A Voice-Activated Switch for Persons with Motor and Speech Impairments: Isolated-Vowel Spotting Using Neural Networks
(Oral presentation)

Shanqing Cai (Google, USA), Lisie Lillianfeld (Google, USA), Katie Seaver (Google, USA), Jordan R. Green (Google, USA), Michael P. Brenner (Google, USA), Philip C. Nelson (Google, USA), D. Sculley (Google, USA)
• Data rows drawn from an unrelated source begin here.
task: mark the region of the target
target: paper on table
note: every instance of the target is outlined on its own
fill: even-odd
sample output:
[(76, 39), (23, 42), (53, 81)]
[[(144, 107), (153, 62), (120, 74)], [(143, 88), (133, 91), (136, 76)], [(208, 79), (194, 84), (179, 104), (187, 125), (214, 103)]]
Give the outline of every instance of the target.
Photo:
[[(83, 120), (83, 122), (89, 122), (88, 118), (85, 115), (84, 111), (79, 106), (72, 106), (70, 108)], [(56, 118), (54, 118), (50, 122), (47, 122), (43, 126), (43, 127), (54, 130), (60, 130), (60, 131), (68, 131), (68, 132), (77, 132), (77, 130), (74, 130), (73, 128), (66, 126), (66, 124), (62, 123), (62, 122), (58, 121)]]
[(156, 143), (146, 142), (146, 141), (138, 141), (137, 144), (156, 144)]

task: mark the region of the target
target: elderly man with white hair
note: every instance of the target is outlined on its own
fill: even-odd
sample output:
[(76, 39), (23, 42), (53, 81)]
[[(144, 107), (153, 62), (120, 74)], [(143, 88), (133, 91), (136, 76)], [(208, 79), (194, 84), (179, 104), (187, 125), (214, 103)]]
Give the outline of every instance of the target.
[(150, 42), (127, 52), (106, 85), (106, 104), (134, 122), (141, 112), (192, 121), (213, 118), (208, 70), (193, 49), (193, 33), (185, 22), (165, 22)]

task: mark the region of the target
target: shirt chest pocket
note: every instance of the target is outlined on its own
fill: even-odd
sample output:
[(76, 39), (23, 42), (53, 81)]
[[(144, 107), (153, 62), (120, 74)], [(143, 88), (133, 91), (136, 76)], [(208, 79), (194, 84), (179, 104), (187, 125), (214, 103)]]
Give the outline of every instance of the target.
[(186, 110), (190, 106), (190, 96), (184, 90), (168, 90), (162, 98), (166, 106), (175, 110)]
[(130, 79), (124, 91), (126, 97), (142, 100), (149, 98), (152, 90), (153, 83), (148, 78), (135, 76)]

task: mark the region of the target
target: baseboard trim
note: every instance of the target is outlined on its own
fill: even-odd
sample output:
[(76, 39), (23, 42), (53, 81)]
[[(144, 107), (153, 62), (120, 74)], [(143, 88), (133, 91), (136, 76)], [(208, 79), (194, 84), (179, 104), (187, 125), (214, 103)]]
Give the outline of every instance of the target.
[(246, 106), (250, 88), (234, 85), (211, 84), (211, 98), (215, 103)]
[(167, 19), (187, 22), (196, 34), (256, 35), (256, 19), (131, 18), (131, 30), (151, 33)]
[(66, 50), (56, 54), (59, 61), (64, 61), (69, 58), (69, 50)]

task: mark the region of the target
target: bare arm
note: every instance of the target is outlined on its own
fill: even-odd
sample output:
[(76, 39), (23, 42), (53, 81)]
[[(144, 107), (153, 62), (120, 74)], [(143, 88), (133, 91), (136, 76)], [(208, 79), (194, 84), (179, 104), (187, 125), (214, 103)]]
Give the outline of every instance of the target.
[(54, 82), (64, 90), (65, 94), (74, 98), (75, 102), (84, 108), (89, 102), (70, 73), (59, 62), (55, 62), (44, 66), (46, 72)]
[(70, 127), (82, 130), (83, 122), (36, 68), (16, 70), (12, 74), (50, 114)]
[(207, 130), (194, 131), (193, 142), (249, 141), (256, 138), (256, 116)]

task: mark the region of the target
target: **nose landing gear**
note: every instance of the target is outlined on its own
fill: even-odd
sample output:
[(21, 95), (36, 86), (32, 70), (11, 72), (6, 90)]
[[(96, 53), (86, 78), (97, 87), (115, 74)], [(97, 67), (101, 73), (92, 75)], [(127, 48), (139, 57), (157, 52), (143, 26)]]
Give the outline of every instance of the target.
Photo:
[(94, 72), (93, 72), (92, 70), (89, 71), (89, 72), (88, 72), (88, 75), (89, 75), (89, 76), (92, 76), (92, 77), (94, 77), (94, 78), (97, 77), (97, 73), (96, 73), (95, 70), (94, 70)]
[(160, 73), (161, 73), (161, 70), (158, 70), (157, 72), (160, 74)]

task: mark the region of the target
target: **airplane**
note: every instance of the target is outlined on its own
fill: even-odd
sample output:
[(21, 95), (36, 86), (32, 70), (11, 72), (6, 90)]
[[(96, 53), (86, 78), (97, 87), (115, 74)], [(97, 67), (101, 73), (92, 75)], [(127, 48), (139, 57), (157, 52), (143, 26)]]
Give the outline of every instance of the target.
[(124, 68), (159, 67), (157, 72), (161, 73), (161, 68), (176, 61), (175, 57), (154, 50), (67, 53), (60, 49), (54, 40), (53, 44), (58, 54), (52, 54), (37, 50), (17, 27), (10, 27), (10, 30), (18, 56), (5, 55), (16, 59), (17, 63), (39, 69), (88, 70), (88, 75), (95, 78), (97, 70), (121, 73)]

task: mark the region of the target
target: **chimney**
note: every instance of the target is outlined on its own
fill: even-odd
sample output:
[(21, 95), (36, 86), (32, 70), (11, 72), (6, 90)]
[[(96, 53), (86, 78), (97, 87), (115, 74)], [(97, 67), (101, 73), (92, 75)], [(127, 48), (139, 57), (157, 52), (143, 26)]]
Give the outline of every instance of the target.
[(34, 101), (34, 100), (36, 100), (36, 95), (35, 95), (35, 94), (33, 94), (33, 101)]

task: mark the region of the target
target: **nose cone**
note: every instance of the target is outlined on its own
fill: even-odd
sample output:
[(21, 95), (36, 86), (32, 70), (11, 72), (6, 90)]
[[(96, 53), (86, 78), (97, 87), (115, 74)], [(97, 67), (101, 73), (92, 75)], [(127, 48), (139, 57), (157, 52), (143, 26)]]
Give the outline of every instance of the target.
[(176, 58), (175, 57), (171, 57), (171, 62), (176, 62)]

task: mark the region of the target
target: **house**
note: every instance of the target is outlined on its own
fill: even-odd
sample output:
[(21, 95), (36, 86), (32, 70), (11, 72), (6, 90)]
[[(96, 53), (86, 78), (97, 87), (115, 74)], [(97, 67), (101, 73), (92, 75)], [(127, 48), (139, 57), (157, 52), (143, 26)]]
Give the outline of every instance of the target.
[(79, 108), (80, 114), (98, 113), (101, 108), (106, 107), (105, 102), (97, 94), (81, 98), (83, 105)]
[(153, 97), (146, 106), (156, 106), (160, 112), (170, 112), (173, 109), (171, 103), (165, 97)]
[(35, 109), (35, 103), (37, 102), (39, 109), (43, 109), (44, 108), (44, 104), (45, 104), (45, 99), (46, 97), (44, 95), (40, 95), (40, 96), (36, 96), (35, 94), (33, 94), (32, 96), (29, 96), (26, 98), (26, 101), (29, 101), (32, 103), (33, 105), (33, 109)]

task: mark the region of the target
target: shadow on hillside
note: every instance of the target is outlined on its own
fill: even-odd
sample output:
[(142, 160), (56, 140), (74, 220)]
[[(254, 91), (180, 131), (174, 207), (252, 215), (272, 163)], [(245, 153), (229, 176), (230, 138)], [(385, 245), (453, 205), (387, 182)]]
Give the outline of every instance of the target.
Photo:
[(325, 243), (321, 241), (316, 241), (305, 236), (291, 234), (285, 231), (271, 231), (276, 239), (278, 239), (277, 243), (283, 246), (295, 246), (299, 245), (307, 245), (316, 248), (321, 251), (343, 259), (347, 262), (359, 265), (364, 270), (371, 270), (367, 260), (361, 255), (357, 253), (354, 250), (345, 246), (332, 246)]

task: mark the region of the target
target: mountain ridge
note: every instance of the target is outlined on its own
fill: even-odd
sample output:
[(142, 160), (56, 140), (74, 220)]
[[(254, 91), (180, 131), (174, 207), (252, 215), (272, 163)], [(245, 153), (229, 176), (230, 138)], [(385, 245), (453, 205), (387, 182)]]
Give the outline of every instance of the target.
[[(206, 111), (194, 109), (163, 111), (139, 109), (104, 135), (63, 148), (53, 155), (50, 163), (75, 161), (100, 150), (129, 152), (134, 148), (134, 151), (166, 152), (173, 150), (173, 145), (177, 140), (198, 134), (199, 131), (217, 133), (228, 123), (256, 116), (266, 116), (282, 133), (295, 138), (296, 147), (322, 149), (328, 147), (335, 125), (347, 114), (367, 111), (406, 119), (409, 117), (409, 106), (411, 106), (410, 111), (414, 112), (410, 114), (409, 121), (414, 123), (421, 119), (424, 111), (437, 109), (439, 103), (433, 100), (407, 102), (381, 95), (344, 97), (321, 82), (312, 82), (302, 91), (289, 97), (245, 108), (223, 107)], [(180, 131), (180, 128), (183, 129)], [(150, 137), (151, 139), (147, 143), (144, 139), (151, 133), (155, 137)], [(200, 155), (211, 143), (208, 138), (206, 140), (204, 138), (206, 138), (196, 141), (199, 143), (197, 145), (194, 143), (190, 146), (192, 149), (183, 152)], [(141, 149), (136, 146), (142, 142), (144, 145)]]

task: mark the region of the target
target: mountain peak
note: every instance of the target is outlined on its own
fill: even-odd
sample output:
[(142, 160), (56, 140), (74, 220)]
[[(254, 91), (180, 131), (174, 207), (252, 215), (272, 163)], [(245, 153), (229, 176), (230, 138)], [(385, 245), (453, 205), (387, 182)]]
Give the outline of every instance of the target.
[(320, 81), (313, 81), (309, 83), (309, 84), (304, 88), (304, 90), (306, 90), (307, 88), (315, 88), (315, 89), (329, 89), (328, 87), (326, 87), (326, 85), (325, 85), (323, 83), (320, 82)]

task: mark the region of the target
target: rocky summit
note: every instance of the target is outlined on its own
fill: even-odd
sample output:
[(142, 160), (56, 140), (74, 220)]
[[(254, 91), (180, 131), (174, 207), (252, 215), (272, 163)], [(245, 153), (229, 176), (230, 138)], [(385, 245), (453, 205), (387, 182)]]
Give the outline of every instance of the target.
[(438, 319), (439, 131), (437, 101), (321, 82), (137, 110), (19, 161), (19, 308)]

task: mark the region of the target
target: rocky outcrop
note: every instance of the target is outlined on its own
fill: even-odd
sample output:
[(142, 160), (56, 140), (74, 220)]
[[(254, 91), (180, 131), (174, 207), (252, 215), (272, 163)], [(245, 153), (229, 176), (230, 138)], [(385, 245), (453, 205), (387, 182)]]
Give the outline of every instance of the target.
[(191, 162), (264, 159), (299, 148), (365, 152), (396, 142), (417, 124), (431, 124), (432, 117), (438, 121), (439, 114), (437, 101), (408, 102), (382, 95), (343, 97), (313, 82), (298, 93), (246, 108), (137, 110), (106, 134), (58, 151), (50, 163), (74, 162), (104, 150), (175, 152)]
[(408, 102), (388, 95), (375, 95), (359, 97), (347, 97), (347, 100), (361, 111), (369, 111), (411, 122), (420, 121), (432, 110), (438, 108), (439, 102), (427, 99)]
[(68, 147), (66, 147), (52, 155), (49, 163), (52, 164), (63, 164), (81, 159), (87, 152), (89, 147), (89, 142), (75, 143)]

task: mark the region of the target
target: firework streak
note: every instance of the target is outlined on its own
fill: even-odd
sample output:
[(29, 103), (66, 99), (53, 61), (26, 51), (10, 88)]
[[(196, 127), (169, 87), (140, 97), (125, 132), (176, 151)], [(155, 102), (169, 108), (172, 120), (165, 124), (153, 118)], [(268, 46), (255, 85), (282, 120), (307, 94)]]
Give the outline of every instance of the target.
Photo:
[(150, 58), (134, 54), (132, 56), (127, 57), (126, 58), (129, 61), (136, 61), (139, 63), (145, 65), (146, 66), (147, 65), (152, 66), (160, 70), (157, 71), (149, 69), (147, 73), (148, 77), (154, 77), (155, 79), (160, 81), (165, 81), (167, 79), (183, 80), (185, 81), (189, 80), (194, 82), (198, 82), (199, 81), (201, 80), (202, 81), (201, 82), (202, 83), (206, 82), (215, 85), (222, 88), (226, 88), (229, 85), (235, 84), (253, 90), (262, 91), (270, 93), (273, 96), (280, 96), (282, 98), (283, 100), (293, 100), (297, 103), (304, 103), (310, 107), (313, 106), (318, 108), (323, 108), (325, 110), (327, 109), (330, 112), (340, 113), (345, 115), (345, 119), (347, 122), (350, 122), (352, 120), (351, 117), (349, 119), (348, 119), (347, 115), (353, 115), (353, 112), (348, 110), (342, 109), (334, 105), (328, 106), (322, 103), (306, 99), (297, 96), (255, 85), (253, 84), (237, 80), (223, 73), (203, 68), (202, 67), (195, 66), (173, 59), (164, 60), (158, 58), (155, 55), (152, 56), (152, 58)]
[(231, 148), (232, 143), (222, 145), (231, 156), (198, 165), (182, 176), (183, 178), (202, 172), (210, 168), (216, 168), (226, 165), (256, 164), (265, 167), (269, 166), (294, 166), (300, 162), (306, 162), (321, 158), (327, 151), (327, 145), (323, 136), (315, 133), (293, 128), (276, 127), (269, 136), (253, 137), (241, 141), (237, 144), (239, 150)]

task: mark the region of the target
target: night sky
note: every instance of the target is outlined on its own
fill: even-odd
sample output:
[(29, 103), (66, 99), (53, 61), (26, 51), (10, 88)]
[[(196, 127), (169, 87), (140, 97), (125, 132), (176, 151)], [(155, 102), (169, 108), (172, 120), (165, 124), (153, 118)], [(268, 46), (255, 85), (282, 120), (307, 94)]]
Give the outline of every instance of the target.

Severe speech impairments limit the precision and range of producible speech sounds. As a result, generic automatic speech recognition (ASR) and keyword spotting (KWS) systems fail to accurately recognize the utterances produced by individuals with severe speech impairments. This paper describes an approach in a simple speech sound, namely isolated open vowel (/a/), is used in lieu of more motorically-demanding utterances. A neural network (NN) is trained to detect the isolated open vowel uttered by impaired speakers. The NN is trained with a two-phase approach. The pre-training phase uses samples from unimpaired speakers along with samples of background noises and unrelated speech; then the fine-tuning phase uses samples of vowel samples collected from individuals with speech impairments. This model can be built into an experimental mobile app to act as a switch that allows users to activate preconfigured actions such as alerting caregivers. Preliminary user testing indicates the vowel spotter has the potential to be a useful and flexible emergency communication channel for motor- and speech-impaired individuals.